# "Crust" Stuff on Etsy



## nomad89 (Dec 24, 2015)

So, I found this gem on social media.

"For the low price of $5,000 your living space can experience 'authentic' crust punk aesthetic!"

This looks like something out of a hard times article.

https://www.etsy.com/listing/256794...Graph&utm_medium=PageTools&utm_campaign=Share


----------



## Deleted member 125 (Dec 24, 2015)

this is clearly a joke. but not all that far fetched, ive seen vests and pants on ebay for over 100 bucks that are brand new with a few patches on them.


----------



## Eng JR Lupo RV323 (Dec 24, 2015)

Looking at the seller's other items for sale, I'm not entirely convinced this is a joke. Assuming it's not, and anyone here would ever consider dropping 5k for that couch.. I'll beat it by 10% and make you one for $4,499.00

I also have a line of portable crusty couches that are sleek and lightweight, designed to fit into most boxcars, starting at a mere $3,750.00



Act now and I'll throw in a crusty loveseat for the unbeatable price of $2,249.00

*shipping is not included, all sales are final. Restocking fee of up to 20% of item's price, item must be returned within seven business days. Taxes and any applicable government imposed fees(eg electronic, waste disposal fees) apply.


----------



## nomad89 (Dec 24, 2015)

cantcureherpes said:


> this is clearly a joke. but not all that far fetched, ive seen vests and pants on ebay for over 100 bucks that are brand new with a few patches on them.




Seems like a good little scam people are running. I would be lying if I told you I never considered it myself. I would feel pretty slimy selling something like that though.


----------



## roguetrader (Dec 24, 2015)

sadly ain't a joke, I just checked ; they happy to post me one to UK for £550 (plus the £3500 for the actual couch) after seeing David Beckham in a diamanté Crass shirt and Rita Ora in crusty leather jacket and Circle Jerks t I'll believe anything.... slightly off topic but what do y'all need a chainsaw in a box car for ?


----------



## Eng JR Lupo RV323 (Dec 24, 2015)

I almost can't even blame this seller though, I mean there definitely are people here that are just too lazy and banal to even come up with this kind of thing when all they gotta do is get daddy's credit card to score a low impact DIY punk couch for their flat in Manhattan. To them money is no object, somebody's gotta turn a profit on that ass, right?


----------



## Eng JR Lupo RV323 (Dec 24, 2015)

roguetrader said:


> slightly off topic but what do y'all need a chainsaw in a box car for ?
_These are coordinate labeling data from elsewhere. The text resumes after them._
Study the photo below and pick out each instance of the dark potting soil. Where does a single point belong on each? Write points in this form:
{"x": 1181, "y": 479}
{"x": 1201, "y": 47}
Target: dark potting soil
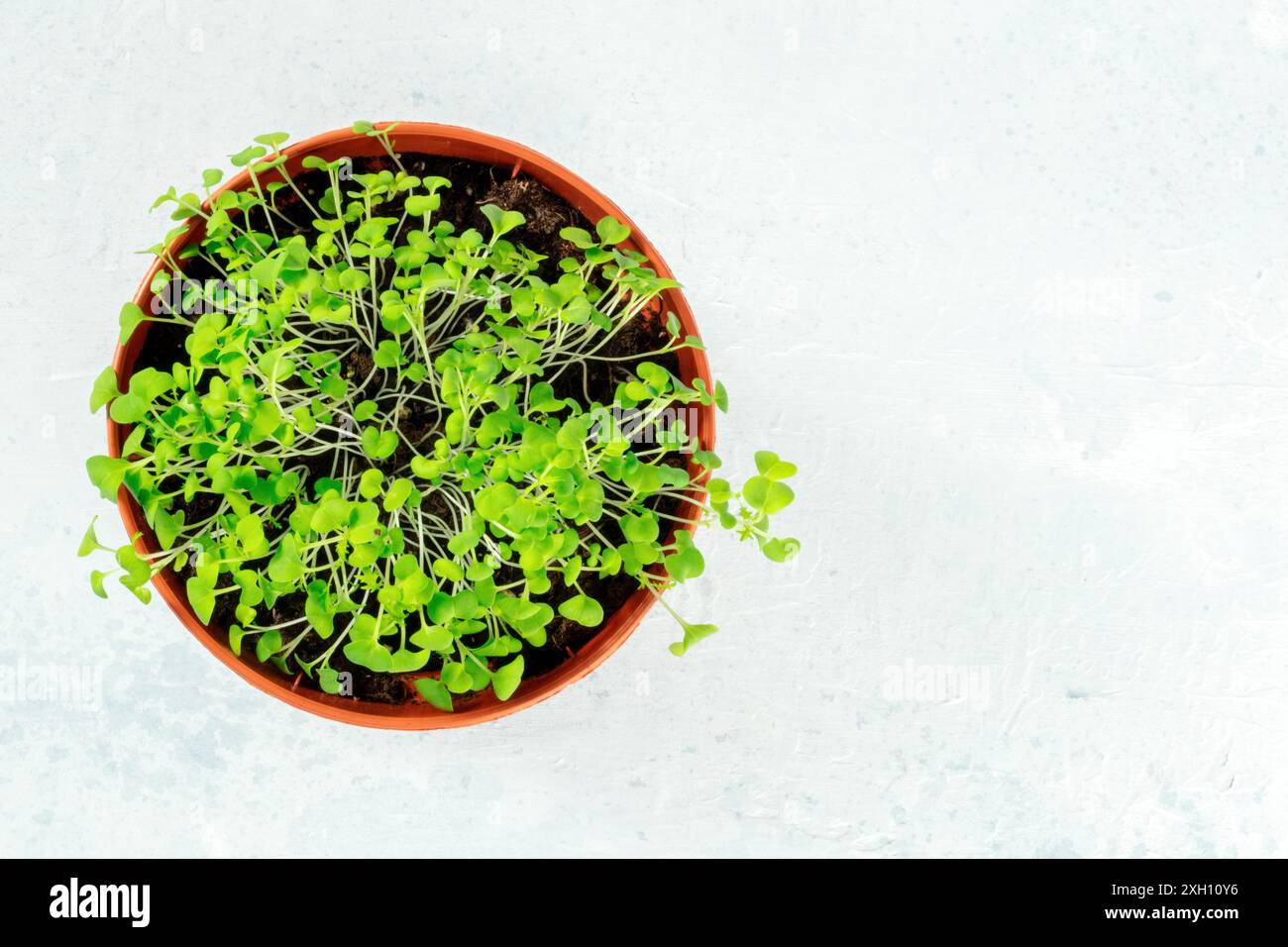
{"x": 473, "y": 184}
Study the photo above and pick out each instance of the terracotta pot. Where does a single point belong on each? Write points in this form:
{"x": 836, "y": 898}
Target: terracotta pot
{"x": 445, "y": 141}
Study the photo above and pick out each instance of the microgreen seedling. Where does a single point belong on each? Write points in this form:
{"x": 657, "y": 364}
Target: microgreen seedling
{"x": 441, "y": 556}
That's off a friends FB, I'm not in that pic. They rode up to my other friend's property in the mountains to help him out with a bunch of forestry work as far as I know.


----------



## roguetrader (Dec 24, 2015)

If its real punks selling this couch I don't know what to think.... Are they cool for finding an easy money maker or are they fools for commercialising punk even more than it already is ? can't decide....


----------



## Kim Chee (Dec 24, 2015)

I see somebody on ebay selling vials of body lice "to be more punk".


----------



## Mankini (Dec 24, 2015)

How can you tell an authentic couch from a false one, at any rate? im not clued in to the scene: for me growing up in the 80s punk was liberty mohawks, ramones, misfits...I dont really understand the aesthetic, as i grew up in places with limited exposure to music or culture. i remember "punks" in london getting in trouble for insulting the queen and frightening yankee tourists with small children...and german punks spraypainting on stuff...i grew up listening to whitesnake and wearing corduroy. Now, with age and experience, i know what punk means -to me- as an identity: i.e., i'll heckle tourists, pee on stuff, modify everything, including an 82 country squire "woodie" i modified to military specs. i installed a continuous loop tape, a la Op Wandering Soul, of I am the Walrus and Helter Skelter to blare while driving. But, Friends, the Magical Mystery Tour album, though appealing to the Manson family, is not quite punk, is it? it's pop... Is Punk a mindset? A lifestyle? I dont fukkin know. I would imagine an authentic punk would drive a hearse, not a vespa...???... wear pleather rather than real snakeskin...???...read kafka or proust at coffeeshops...???... or is that beatniks?


----------



## roguetrader (Dec 24, 2015)

it's a mindset, a lifestyle, a total way of life..... ironically although I describe myself as punk I've lost most of the crusty trappings and rarely listen to punk music anymore ! I came up on the UK anarcho punk / Crass-hole scene and this has shaped the way I live and view the world and this will never change.... I suppose it comes down to what 'kind' of punk you are - if you think Green Day or The Exploited is proper punk you ain't got a clue !


----------



## Mankini (Dec 24, 2015)

[sewing MyChemical Romance, Killers, and Sublime patches onto Members Only jacket]

Ooohh yeah.


----------



## roguetrader (Dec 24, 2015)

Oh shit I do actually like Sublime


----------



## roguetrader (Dec 24, 2015)

I know its new but can I borrow that jacket ?


----------



## roguetrader (Dec 24, 2015)

go on voodoo, let you sit on the crusty couch when it arrives..... we can listen to Whitesnake together....... Still of the Night, Still of the Night, Still of the Night


----------



## Mankini (Dec 24, 2015)

[david coverdale orgasmic shriek] [cues string breakdown]


----------



## Mankini (Dec 24, 2015)

yes you can borrow it. [adds finishing touch alanis morrisette patch] kinda smells around the armpits sorry M8


----------



## roguetrader (Dec 24, 2015)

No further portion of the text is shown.